The recreational facility was empty. The sergeant who cleaned and operated the place wasn’t even in attendance. Jimmy played around with the pool table for a few minutes and then made a decision.
“Let’s drive down to Queens Beach,” he said, holding the eight ball in his right hand like he was going to throw it across the room, or something.
“Okay,” Darren replied, wondering if Jimmy was in good enough shape to drive, but having no say in the decision, he knew.
The convertible was there and ready when they arrived at Jimmy’s house. The drive down to Queens Beach was uneventful, and Darren was buoyed up by the fact that Jimmy drove with his usual high-speed abandon.
There was nobody at the beach when they parked at the aquarium. As unlikely as it was, the beach was deserted. Everyone loved Queens Beach and the tourists gave the locals no end of trouble with respect to occupying it day in and day out. But there was no one on the beach and only a very few surfers sat on their boards offshore.
“What do you make of this?” Darren asked, looking up and down at the empty beach.
“Army, and all that junk,” Jimmy replied. “They probably questioned everyone to the point that nobody wanted to be around anymore.”
“You wanted to confront them again, didn’t you?” Darren asked.
“Well, if we can come here now, any time we want, then we better know it and they better know it too,” Jimmy replied.
“What do you want to do now?” Darren asked since either swimming at the beach or surfing would require getting suits, a board, and more.
“Let’s change and go to Sandy Beach,” Jimmy responded, a smile growing across his face.
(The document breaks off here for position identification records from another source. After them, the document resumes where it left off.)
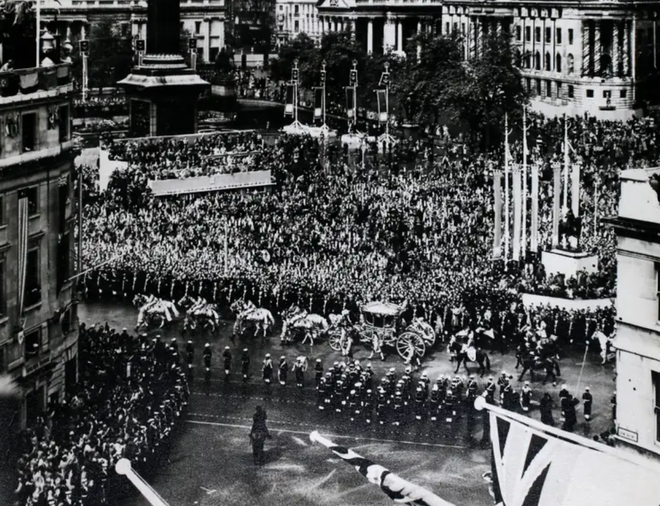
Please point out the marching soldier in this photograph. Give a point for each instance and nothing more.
(207, 360)
(226, 355)
(434, 402)
(587, 401)
(299, 367)
(368, 405)
(489, 391)
(282, 370)
(267, 369)
(245, 364)
(420, 400)
(526, 397)
(190, 353)
(471, 392)
(318, 371)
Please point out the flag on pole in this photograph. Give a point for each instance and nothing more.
(23, 212)
(318, 103)
(288, 104)
(350, 101)
(537, 465)
(396, 488)
(381, 95)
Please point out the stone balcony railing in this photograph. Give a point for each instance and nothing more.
(640, 195)
(22, 84)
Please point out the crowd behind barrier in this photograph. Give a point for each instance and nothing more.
(128, 401)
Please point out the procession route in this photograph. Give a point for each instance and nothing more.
(331, 436)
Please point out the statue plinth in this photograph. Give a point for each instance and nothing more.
(162, 94)
(568, 263)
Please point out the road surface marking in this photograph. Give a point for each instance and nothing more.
(289, 431)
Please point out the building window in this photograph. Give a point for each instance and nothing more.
(32, 343)
(3, 288)
(655, 376)
(64, 123)
(32, 278)
(32, 194)
(29, 128)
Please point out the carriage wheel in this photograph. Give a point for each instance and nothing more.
(334, 339)
(410, 341)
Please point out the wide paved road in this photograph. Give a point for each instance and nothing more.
(211, 462)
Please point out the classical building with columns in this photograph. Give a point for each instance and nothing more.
(294, 17)
(599, 57)
(204, 19)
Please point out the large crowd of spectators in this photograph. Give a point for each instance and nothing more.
(129, 398)
(337, 231)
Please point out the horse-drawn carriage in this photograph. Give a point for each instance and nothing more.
(381, 324)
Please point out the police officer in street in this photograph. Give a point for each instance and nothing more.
(190, 353)
(282, 370)
(207, 362)
(267, 370)
(226, 355)
(245, 365)
(318, 371)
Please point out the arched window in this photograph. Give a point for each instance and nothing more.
(570, 62)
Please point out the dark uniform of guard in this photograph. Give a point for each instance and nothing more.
(226, 355)
(245, 364)
(318, 371)
(282, 370)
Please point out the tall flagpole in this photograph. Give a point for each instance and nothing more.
(38, 35)
(506, 187)
(566, 162)
(523, 244)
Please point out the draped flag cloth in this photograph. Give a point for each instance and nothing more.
(537, 465)
(318, 103)
(381, 95)
(288, 104)
(396, 488)
(350, 101)
(22, 251)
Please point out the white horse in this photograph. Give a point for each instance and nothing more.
(296, 321)
(248, 313)
(154, 311)
(605, 346)
(200, 314)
Sandy Beach was the most dangerous beach on the island, with a shore break, waves of ten feet or more crashing down on the sand, that had killed so many military personnel that it was forbidden for them to go there. A barge had crashed on the beach many years before and it’s rusted remains also posed a hazard for swimmers. Only the most serious of local body-surfers went to the beach and almost no Haoles at all.
The drive back home was remarkable only in how short a time it took. Jimmy hit seventy miles per hour on the two-lane road, which, unaccountably, made Darren feel more comfortable with him. He knew that Jimmy was coming back from a near-death experience and he wanted to be there with him for the effort. If confronting what locals were body surfing at Sandy was what Jimmy wanted to do, then Darren was all in.